KEDIRI, JP Radar Kediri - Tim Resmob Satreskrim Polres Kediri meringkus sekitar 30 orang yang diduga terlibat judi biliar, Selasa dinihari (28/5).

Lokasi penggerebekan terjadi di Dusun/Desa Plosolor, Kecamatan Plosoklaten, Kabupaten Kediri.

Selain itu, petugas juga mengamankan puluhan kendaraan dan beberapa barang bukti lain di tempat kejadian perkara (TKP).

Menurut sumber terpercaya media ini, penggerebekan dilakukan di warung kopi milik Mashudi. Kebetulan, warkop tersebut juga menyewakan tempat main biliar.

“Memang sudah ada sejak lama. Namun memang tidak pernah seramai saat itu (sebelum penggerebekan). Biasanya cuma anak-anak sekitar yang bermain,” kata sumber ini yang rumahnya tidak jauh dari lokasi penggerebekan.

Dia menyebutkan, saat kejadian, yang datang merupakan orang-orang luar Plosolor. Menurutnya mayoritas kendaraan yang terparkir di sekitar arena biliar tu berplat S wilayah Kabupaten Jombang.

Sumber ini menjelaskan, kendaraaan-kendaraan yang digunakan seperti mobil dan motor sudah berdatangan sejak Maghrib.

“Tidak seperti biasanya, mobil-mobil itu berjejer banyak. Ada motor-motor juga. Katanya ada pertandingan biliar” terangnya.

Sekitar pukul 00.00, petugas datang melakukan penggerebekan. Orang-orang itu lantas berhamburan. Bahkan sampai merusak lahan warga sekitar karena berlarian.

“Saya jadi takut. Pintu langsung saya tutup semua. Mungkin karena lari-lari itu, kebun ketela dekat situ (arena biliar) banyak yang patah,” jelasnya.

Saat dikonfirmasi, Kepala Desa Plosolor Pujiono membenarkan adanya penggerbekan itu. Namun dia tidak tahu mengenai detailnya.

“Kalau dari informasi warga, mereka (yang diamankan polisi) adalah orang luar. yang punya cuma menyewakan biliar," ungkapnya.

Pujiono menambahkan, Mashudi pemilik tempat biliar juga sempat diamankan polisi. Namun dia sudah dipulangkan dan wajib lapor.

“Tadi datang ke saya pamit untuk wajib lapor,” katanya.

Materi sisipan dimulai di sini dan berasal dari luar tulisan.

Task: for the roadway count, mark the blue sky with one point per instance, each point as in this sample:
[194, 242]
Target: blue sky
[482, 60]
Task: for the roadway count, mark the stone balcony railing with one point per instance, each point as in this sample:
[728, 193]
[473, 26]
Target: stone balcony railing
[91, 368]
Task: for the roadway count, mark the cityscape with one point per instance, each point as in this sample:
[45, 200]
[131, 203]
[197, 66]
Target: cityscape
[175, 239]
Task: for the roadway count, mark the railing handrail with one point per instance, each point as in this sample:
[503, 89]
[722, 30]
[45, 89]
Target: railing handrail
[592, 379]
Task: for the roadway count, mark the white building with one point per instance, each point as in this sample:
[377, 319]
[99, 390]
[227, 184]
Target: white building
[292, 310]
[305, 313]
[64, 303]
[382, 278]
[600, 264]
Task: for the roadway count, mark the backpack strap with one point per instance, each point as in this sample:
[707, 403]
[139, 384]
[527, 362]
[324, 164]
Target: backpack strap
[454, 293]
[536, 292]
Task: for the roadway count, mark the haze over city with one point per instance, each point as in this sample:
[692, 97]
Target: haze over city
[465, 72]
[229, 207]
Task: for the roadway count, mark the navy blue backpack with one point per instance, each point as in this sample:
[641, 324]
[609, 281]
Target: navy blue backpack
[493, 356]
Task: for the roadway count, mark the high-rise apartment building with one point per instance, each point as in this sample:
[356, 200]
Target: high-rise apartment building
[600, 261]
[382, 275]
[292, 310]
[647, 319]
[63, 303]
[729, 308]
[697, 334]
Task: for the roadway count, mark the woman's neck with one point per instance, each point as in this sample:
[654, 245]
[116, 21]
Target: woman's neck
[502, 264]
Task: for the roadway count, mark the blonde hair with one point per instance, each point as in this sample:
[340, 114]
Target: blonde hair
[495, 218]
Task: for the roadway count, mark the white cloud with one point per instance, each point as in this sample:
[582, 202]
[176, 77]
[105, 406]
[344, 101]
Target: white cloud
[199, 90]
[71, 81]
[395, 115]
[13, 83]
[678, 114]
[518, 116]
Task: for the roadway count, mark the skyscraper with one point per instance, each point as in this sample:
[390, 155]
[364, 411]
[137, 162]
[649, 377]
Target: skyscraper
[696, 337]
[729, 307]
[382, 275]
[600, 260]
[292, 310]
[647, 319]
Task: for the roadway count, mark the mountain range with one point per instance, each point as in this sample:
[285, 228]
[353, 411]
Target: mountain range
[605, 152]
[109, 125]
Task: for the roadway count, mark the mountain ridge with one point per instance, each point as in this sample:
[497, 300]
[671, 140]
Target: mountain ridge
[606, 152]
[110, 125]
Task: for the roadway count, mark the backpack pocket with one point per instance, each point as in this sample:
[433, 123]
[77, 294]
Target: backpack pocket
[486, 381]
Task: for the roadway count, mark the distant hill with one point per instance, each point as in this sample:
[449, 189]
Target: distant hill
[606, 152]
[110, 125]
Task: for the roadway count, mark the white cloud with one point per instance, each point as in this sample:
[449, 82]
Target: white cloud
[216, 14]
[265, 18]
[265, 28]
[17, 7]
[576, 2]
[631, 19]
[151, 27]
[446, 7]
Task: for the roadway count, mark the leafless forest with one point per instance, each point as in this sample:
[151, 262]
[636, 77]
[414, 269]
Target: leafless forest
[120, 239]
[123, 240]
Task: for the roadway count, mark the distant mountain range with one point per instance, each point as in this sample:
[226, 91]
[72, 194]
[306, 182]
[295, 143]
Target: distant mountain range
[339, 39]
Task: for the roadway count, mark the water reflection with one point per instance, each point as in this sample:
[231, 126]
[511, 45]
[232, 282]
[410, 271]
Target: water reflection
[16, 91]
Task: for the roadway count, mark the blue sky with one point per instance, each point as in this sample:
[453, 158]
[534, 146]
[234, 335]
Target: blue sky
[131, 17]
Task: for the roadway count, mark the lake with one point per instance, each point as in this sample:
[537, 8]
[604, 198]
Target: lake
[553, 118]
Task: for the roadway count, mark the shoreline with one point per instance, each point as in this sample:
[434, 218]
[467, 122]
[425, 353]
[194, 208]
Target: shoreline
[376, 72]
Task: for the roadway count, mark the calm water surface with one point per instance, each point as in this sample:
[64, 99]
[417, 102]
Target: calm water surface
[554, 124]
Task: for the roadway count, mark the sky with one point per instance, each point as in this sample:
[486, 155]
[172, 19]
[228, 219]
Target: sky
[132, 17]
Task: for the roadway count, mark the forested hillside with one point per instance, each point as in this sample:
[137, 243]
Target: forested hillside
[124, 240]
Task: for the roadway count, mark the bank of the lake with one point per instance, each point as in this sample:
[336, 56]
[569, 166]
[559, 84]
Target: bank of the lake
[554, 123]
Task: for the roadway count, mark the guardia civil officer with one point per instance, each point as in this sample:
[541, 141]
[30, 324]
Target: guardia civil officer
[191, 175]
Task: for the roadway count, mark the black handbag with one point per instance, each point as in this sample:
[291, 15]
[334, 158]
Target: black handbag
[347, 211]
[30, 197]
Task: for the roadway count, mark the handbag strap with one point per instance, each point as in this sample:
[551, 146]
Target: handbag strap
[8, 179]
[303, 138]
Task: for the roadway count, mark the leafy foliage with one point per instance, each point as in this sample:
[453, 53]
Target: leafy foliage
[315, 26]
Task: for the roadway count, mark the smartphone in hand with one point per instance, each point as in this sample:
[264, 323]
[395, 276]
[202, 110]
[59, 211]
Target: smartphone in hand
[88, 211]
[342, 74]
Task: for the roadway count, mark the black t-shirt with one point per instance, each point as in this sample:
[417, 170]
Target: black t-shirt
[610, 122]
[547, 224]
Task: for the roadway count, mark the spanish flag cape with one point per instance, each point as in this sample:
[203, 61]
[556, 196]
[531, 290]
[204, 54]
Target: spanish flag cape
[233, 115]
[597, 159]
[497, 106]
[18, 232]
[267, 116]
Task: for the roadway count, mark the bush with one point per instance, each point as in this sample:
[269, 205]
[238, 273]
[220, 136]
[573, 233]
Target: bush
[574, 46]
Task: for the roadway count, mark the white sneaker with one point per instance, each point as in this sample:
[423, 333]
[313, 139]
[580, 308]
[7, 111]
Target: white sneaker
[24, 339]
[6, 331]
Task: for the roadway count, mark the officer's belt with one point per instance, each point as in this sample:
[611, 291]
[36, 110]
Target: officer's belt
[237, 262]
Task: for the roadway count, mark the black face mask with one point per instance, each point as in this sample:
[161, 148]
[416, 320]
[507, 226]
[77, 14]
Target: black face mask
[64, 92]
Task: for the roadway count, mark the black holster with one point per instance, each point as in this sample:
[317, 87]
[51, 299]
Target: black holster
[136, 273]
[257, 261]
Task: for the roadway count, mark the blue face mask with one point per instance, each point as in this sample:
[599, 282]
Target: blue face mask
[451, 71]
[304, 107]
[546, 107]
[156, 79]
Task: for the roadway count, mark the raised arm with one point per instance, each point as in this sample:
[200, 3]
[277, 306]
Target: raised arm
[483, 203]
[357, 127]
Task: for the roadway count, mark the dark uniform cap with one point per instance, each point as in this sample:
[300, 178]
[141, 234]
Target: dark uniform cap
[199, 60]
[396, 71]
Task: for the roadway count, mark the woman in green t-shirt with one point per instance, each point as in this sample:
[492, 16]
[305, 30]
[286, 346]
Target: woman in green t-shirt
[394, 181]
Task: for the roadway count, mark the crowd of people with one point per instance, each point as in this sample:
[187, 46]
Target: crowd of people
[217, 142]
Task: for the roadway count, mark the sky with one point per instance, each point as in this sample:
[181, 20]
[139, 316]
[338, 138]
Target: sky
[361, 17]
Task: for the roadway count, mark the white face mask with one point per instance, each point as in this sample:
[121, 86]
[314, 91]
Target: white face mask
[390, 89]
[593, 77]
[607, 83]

Walaupun tidak langsung melihat kejadiannya, kades memperkirakan ada puluhan orang yang diamankan polisi.

“Sekitar 35-an orang. Ada juga mobil dan motor. Mobilnya diangkut pakai towing,” jelasnya.

Sementara itu, Kapolres Kediri AKBP Bimo Ariyanto membenarkan adanya penangkapan yang dilakukan oleh anggotanya.

Namun, dia masih enggan memberikan keterangan.

“Untuk informasi lebih lanjut, akan kami sampaikan nanti ya,” kata Bimo singkat.

Untuk mendapatkan berita-berita terkini Jawa Pos Radar Kediri, silakan bergabung di Grup Telegram"Radar Kediri". Caranya klik link join telegramradarkediri. Sebelumnya, pastikan Anda sudah menginstal aplikasi Telegram di ponsel.  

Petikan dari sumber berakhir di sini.